Why Are We So Bad at Money? Simple Steps to Take Control of Your Finances

Tim Herrera: So, uh, why are so many of us so bad at money?

Kristin Wong: It’s a really common struggle, and honestly, there are a bunch of reasons why so many people feel lost when it comes to managing their money. First off, it’s a topic that can feel really intimidating. When you don’t know where to even begin, it’s easy to just shut down and avoid it altogether. Plus, money is still such a taboo subject in our society. Think about it – from a young age, we’re taught that it’s impolite to talk about how much we earn or save. We’re discouraged from asking those questions, which creates a culture of silence around personal finances. It’s incredibly difficult to learn about something when no one is openly discussing it. This combination of intimidation and taboo makes it so easy for people to simply ignore their finances, hoping the problems will magically disappear. But of course, they don’t. And that’s where the feeling of being “bad at money” comes from. It’s not necessarily about being inherently bad, but more about a lack of open conversation and accessible education.

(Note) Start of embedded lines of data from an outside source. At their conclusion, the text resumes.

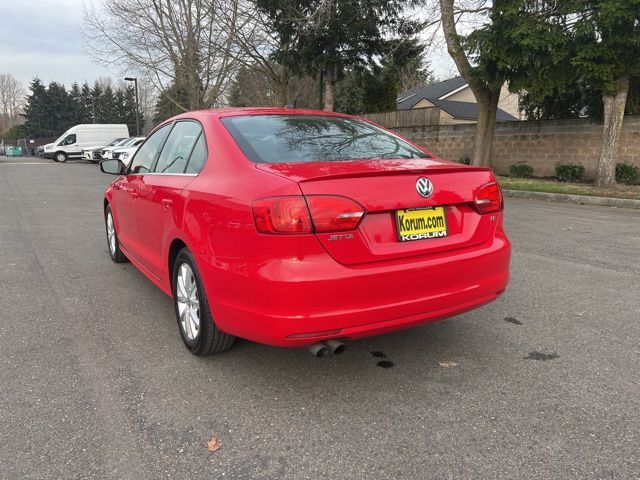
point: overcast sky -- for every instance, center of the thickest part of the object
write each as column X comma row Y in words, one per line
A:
column 43, row 38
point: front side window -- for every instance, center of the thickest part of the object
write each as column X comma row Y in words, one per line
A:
column 178, row 147
column 69, row 140
column 146, row 154
column 115, row 142
column 314, row 138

TH: Okay, that makes a lot of sense. So, for someone who recognizes they’re not great with money and genuinely wants to improve, what’s the absolute first thing you’d recommend?

KW: Before diving into spreadsheets or budgeting apps, the most important first step is a bit more introspective: Ask yourself why you actually want to be better with money in the first place.

Often, people approach personal finance from a place of obligation. They think, “Okay, I’m getting older, I need to be a responsible adult now, which means I have to get my financial life in order.” While that sense of responsibility is good, it’s often not a strong enough motivator for lasting change. I’ve found it’s far more effective to really dig deep and ask yourself specifically why financial improvement matters to you.

What are your personal goals? Do you dream of traveling more, exploring new cultures, and experiencing the world? Perhaps you want the independence of moving into your own apartment, creating your own space and building a home that’s truly yours. Maybe you envision starting your own business one day, pursuing your passions and becoming your own boss. Or perhaps, on a more personal level, you simply want to feel more secure and less stressed about your financial situation, knowing you have a safety net and can handle unexpected expenses.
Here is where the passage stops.